Now the extension is the first difference which everyone sees and is arguably the first difference to be noticed. It is simply text appended to the end of the filename. In terms of image formats you might have BMP, PNG, GIF, JPG, TIFF, WEBP, etc...
The extension though is only related to the file name, it is NOT related to the actual data of the file. The file name doesn't reside as data in the image, if you look at the file in a hex editor you will not find the filename. The filename and extension is for allocation in the file system used. If you open the allocation table of your drive you then will see it there. So changing the extension doesn't even change a single bit in the image file.
The header of an image format or any file format specification is actually in the data. Changing this might or might not affect the use of the file depending on where in the header you mess with. There are several parts in the header and each format has a different type and number of headers but typically the Magic/Signature is the first thing you will see.
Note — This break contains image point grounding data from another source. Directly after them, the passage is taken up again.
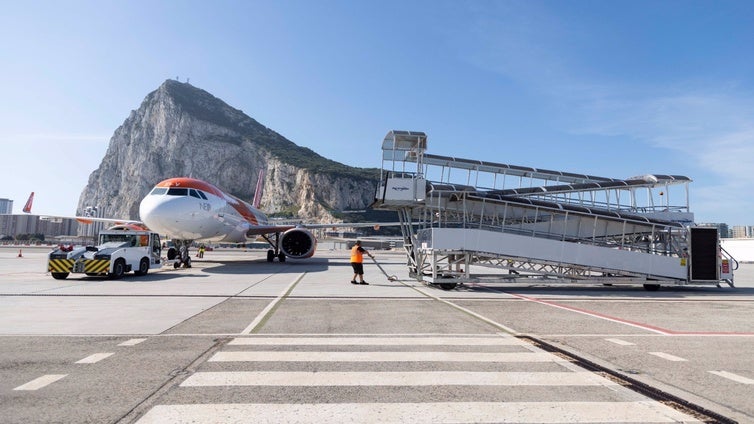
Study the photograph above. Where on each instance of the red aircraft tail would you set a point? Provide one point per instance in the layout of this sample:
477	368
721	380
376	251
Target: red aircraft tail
258	190
27	206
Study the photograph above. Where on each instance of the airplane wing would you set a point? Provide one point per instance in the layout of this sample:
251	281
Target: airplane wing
257	230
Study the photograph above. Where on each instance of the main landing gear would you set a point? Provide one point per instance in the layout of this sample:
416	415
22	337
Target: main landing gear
180	254
275	251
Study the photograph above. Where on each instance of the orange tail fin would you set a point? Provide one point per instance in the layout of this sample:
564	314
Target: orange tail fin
27	206
258	190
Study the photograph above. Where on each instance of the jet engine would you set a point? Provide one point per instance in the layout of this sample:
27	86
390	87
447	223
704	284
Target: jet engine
298	243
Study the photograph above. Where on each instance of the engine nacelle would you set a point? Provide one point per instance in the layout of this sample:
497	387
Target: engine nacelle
298	243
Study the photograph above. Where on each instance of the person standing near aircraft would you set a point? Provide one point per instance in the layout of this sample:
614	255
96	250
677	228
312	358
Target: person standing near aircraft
357	262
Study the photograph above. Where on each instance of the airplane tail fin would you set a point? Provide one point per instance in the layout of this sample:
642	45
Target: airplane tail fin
27	206
258	190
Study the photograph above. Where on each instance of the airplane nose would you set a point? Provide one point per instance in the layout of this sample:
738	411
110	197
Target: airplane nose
155	211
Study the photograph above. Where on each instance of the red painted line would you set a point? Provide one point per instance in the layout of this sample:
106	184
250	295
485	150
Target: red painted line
652	328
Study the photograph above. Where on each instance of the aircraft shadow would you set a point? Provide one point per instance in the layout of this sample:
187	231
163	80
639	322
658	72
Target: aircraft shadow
261	266
665	292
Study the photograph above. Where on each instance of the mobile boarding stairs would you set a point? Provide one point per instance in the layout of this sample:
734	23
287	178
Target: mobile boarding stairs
466	220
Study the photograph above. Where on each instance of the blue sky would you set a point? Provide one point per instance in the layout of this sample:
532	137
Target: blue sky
610	88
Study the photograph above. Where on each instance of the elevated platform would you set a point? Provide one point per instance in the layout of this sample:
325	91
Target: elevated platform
458	213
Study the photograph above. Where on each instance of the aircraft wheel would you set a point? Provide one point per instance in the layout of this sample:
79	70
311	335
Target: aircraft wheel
447	286
143	267
119	268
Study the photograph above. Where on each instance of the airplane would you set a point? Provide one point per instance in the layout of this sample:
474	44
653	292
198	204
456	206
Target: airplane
27	206
190	210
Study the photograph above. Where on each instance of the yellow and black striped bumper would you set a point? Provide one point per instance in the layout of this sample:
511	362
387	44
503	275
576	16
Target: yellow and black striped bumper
93	266
60	265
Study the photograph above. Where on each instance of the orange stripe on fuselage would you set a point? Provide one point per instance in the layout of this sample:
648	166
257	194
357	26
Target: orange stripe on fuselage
244	209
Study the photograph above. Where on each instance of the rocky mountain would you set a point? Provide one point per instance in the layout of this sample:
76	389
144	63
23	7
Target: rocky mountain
180	130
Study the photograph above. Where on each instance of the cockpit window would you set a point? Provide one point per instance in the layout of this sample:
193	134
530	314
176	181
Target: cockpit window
178	192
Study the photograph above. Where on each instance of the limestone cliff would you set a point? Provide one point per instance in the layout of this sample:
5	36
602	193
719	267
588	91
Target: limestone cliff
181	130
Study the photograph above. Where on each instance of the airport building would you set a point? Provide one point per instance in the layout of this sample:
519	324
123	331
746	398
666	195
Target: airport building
742	231
15	225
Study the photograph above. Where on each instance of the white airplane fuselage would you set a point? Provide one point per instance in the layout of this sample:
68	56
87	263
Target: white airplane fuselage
190	209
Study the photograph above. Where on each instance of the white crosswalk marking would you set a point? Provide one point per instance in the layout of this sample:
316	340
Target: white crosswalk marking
450	412
331	375
281	356
424	378
376	341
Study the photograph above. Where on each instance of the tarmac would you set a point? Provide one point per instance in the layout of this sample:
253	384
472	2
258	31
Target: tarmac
235	337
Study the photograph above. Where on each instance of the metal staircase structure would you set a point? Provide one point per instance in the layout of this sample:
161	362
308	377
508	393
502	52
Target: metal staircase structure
460	217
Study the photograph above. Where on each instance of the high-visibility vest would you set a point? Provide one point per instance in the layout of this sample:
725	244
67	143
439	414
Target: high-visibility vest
357	256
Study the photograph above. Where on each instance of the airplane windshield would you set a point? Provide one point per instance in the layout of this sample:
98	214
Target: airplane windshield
178	192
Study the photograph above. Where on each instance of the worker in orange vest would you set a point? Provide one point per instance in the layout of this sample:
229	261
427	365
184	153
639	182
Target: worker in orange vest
357	262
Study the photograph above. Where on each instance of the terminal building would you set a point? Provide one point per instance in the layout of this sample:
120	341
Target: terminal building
52	228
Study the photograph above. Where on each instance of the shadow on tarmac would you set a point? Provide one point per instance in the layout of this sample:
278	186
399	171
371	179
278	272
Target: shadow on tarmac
261	266
612	291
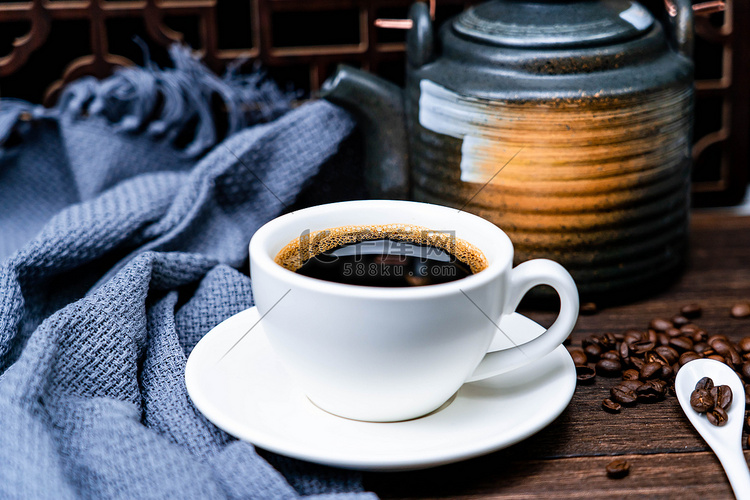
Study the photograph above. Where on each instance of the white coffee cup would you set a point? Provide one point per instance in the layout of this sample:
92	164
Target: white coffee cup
389	354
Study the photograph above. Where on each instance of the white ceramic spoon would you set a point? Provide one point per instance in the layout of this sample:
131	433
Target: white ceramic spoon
726	441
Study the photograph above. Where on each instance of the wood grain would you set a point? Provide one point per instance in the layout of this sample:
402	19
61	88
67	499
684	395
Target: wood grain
568	458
The Magic is the first few bytes which identifies what format the file is in and in some cases provide metadata. Parsing this will allow the ability to know the file's format but even more importantly its structure. Here you can see the Magic between the same image but one in JPG and one in PNG.
I'm not going to explain the entire header of these two formats but I will present them so that the difference can be seen.
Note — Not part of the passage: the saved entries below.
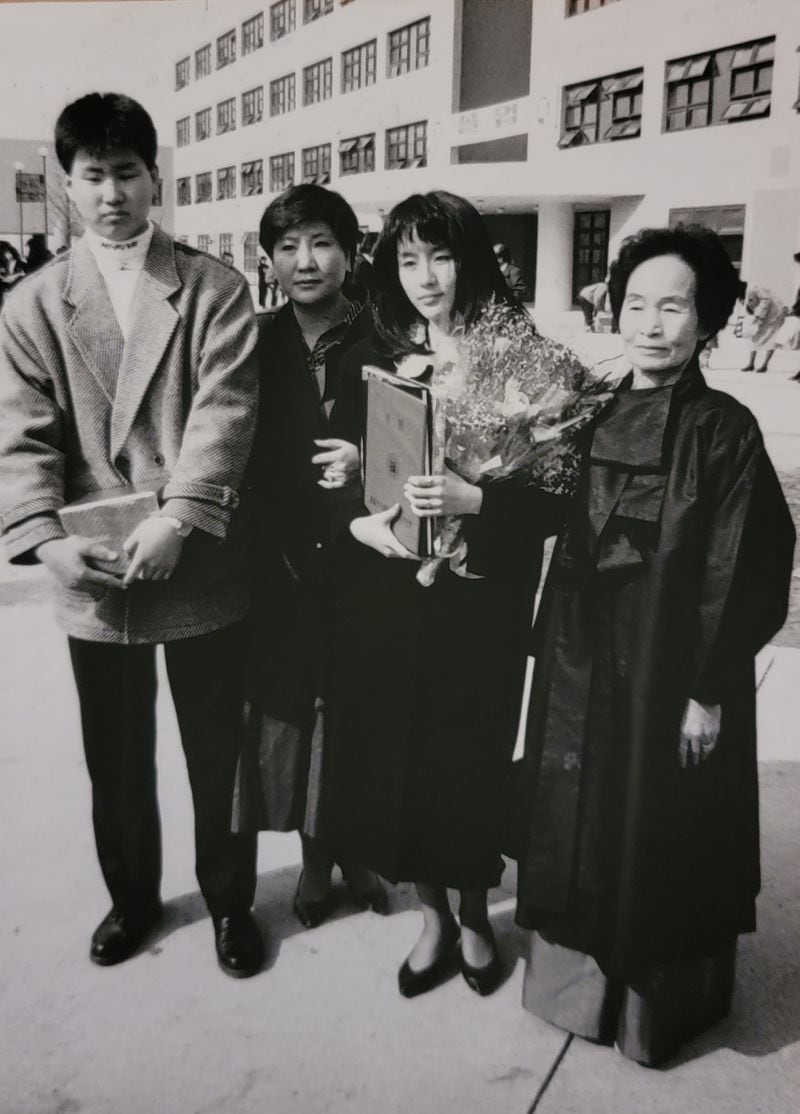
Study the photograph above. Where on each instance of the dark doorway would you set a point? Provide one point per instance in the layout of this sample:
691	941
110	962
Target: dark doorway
589	248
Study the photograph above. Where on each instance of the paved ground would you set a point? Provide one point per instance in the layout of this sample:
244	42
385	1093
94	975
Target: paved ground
323	1031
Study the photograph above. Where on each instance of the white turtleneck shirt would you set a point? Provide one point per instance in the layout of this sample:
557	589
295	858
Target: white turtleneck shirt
120	263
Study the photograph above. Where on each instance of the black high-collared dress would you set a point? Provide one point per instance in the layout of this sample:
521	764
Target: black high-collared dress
292	575
427	685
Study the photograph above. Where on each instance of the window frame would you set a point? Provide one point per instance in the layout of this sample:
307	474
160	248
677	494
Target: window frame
283	89
200	187
183	191
253	167
183	72
230	125
407	55
285	164
257	115
201	133
226	57
203	61
226	183
355	154
315	9
406	136
253	33
282	19
183	132
318	81
315	164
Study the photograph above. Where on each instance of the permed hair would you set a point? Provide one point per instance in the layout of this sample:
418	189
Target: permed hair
103	124
444	220
716	283
306	204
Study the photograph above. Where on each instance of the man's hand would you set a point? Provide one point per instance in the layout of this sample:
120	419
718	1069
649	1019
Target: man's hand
154	548
340	462
66	558
699	732
376	531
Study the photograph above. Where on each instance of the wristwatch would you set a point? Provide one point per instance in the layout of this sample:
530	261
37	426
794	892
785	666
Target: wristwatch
183	529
Note: JPG has several different headers depending on options and type. You can see from the image I posted above that the JPG used here is of the EXIF type.
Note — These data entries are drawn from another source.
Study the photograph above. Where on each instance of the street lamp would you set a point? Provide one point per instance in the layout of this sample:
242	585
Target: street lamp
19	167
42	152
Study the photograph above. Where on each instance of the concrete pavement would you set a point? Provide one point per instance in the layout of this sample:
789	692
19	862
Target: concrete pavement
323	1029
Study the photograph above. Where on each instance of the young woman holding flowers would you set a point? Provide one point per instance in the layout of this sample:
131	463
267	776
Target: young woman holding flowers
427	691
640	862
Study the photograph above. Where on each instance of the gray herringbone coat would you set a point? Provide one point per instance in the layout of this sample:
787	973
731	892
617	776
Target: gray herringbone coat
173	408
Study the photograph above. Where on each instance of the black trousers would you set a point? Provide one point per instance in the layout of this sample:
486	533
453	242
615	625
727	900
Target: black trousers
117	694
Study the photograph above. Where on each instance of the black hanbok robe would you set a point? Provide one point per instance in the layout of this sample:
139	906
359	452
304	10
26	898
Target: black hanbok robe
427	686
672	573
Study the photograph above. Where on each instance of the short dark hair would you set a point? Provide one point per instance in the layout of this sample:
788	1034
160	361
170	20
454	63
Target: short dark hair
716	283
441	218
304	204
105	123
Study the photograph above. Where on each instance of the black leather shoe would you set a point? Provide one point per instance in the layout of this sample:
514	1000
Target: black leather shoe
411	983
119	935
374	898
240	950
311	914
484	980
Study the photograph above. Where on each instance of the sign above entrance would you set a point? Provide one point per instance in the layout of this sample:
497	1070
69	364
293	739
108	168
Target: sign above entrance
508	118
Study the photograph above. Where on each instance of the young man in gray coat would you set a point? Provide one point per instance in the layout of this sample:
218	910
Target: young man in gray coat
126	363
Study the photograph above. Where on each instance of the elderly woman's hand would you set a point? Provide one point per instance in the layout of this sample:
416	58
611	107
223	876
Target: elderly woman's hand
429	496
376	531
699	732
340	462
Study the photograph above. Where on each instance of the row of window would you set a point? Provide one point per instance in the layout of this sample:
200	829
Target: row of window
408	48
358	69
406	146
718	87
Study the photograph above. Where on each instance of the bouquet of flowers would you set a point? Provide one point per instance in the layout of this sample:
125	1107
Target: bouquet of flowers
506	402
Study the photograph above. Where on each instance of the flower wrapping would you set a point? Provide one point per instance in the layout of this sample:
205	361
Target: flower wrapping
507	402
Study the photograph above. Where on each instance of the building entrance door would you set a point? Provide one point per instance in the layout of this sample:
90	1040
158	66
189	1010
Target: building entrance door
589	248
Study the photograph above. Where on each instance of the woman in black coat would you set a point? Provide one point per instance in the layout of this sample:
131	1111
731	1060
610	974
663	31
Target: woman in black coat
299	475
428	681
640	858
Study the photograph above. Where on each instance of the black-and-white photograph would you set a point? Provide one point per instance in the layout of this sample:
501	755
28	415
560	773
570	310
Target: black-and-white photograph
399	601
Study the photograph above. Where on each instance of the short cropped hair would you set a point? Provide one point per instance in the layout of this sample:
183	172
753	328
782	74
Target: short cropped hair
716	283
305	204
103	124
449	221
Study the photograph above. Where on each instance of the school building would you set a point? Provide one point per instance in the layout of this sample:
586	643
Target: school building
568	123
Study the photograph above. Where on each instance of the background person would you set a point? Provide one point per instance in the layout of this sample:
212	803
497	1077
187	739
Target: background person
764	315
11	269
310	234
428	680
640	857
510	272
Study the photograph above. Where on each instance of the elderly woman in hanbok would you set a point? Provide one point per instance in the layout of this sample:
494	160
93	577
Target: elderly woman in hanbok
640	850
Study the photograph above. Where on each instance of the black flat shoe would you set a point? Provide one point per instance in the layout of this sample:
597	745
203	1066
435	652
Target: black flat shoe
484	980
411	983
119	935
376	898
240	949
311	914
Now we can see that the structures of the image is completely different. A JPG decoder can not interpret a meaningful image if it tried to decode a PNG and vice versa.
Even if the headers were the same the inner workings of the two formats would be completely different which leads use to the encoding and decoding of the image data.
JPG works by use of huffman tables and quantization tables. These tables are computed and is what gives the image the compression and lossy factors. This is also what allows different encoded images to be decoded the same way.
PNG on the other hand uses compressed chunks. Chunks are used so that PNG can be presented in a streamed manner but the image is encoded typically using a compression algorithm of the lossless kind. This gives per-pixel integrity at the cost of usually producing a larger file size (than JPG).